Ademais, constam nos autos elementos que permitem a identificação da contratação regular ou não do empréstimo consignado que ensejou os descontos no benefício previdenciário da autora, notadamente porque a promovente é pessoa analfabeta e o negócio jurídico foi firmado em desatenção aos ditames legais do art. 595 do CC, sendo inconteste, portanto, a sua celebração de forma fraudulenta. 18.
Assim, rejeito a preliminar suscitada pela recorrente em que aduz a incompetência do juízo para julgar a demanda por conta da necessidade de produção de prova pericial para o deslinde da causa. 19.
No que se refere às prejudiciais de mérito de decadência e prescrição, igualmente não merecem guarida.
No caso em apreço, constata-se que se trata de ação indenizatória, consistente na averiguação de falha na prestação do serviço decorrente de contrato de empréstimo consignado.
Nessa senda, não há que se falar em decadência do direito autoral em liça, pois a consumidora tem o direito de reclamar a pretensão indenizatória por fato do serviço, no prazo de 05 (cinco) anos (artigo 27 do CDC), aplicando-se, in casu, o instituto da prescrição.

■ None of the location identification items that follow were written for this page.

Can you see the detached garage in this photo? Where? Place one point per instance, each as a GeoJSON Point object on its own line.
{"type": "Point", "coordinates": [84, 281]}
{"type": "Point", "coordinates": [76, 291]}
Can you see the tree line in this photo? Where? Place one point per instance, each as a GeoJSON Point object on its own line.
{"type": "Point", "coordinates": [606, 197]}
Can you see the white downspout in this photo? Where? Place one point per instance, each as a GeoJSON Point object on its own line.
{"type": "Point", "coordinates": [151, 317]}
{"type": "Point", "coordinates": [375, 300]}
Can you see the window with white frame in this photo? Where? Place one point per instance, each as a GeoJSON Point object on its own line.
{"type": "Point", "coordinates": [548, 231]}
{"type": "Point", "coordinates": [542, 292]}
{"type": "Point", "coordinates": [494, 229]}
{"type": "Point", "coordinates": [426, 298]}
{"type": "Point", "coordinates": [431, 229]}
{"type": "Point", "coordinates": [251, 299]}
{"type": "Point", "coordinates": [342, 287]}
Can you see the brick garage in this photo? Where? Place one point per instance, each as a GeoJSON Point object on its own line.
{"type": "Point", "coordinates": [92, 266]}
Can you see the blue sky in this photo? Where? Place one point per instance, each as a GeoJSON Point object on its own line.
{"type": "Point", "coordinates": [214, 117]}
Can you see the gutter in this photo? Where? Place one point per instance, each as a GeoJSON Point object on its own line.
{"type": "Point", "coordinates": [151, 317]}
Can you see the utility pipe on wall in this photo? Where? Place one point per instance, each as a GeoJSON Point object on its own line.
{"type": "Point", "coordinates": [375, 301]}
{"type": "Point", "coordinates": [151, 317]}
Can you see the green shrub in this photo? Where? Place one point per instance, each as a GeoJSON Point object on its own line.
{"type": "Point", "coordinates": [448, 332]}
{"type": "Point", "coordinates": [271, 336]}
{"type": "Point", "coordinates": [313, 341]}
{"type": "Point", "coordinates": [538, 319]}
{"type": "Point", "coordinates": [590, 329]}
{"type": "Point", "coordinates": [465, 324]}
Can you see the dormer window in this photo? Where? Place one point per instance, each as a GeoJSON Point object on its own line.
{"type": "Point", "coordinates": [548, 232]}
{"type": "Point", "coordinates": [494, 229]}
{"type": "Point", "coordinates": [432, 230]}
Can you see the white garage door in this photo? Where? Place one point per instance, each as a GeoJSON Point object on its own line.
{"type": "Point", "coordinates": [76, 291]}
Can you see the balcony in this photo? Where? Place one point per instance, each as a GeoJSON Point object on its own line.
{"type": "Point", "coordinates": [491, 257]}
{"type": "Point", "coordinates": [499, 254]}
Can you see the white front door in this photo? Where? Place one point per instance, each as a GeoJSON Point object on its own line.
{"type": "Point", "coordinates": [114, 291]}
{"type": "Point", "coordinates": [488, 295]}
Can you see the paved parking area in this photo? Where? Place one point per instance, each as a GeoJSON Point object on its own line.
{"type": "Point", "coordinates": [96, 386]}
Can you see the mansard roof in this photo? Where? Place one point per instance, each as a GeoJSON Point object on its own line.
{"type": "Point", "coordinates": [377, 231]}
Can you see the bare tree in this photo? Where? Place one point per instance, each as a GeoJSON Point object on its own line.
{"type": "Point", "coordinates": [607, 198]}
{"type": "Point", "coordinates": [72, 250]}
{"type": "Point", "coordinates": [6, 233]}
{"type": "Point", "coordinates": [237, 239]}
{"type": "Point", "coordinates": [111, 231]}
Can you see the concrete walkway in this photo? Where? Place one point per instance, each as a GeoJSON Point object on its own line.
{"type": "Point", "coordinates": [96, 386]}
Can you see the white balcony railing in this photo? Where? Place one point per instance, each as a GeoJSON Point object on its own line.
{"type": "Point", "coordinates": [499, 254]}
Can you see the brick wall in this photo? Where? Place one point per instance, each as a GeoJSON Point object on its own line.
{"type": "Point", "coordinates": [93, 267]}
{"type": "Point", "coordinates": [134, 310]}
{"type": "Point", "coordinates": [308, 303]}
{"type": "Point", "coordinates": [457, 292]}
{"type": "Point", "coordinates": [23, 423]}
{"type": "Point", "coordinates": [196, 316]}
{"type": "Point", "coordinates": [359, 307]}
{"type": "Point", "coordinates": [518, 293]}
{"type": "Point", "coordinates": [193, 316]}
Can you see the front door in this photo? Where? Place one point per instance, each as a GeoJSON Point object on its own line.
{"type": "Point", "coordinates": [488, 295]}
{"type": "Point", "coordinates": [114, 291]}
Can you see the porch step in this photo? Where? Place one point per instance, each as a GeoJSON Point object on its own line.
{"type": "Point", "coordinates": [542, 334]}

Nestes termos, incide na hipótese o artigo 27 do CDC, in verbis: "Art. 27.
Prescreve em cinco anos a pretensão à reparação pelos danos causados por fato do produto ou do serviço prevista na Seção II deste Capítulo, iniciando-se a contagem do prazo a partir do conhecimento do dano e de sua autoria". 20.
Ressalte-se, por oportuno, que demanda de tal natureza é bastante comum em sede de Juizados Especiais e enfrentada de forma reiterada nas Turmas Recursais, quando este Colegiado vem entendendo que o prazo aplicável é o de 05 (cinco) anos previsto no CDC, tendo essa Turma firmado o entendimento que em caso de empréstimo consignado, o prazo conta-se, individualmente, de cada parcela. 21.
Anoto que permitir ao consumidor deixar ocorrer vários descontos tido como indevidos, para ir reclamar apenas depois de vencida a última parcela, contando ainda com o prazo de 05 (cinco) anos para ingressar com a ação judicial, seria alargar sobremaneira a possibilidade de discussão de uma causa que apresenta reflexos mensais na situação financeira do contratante. 22.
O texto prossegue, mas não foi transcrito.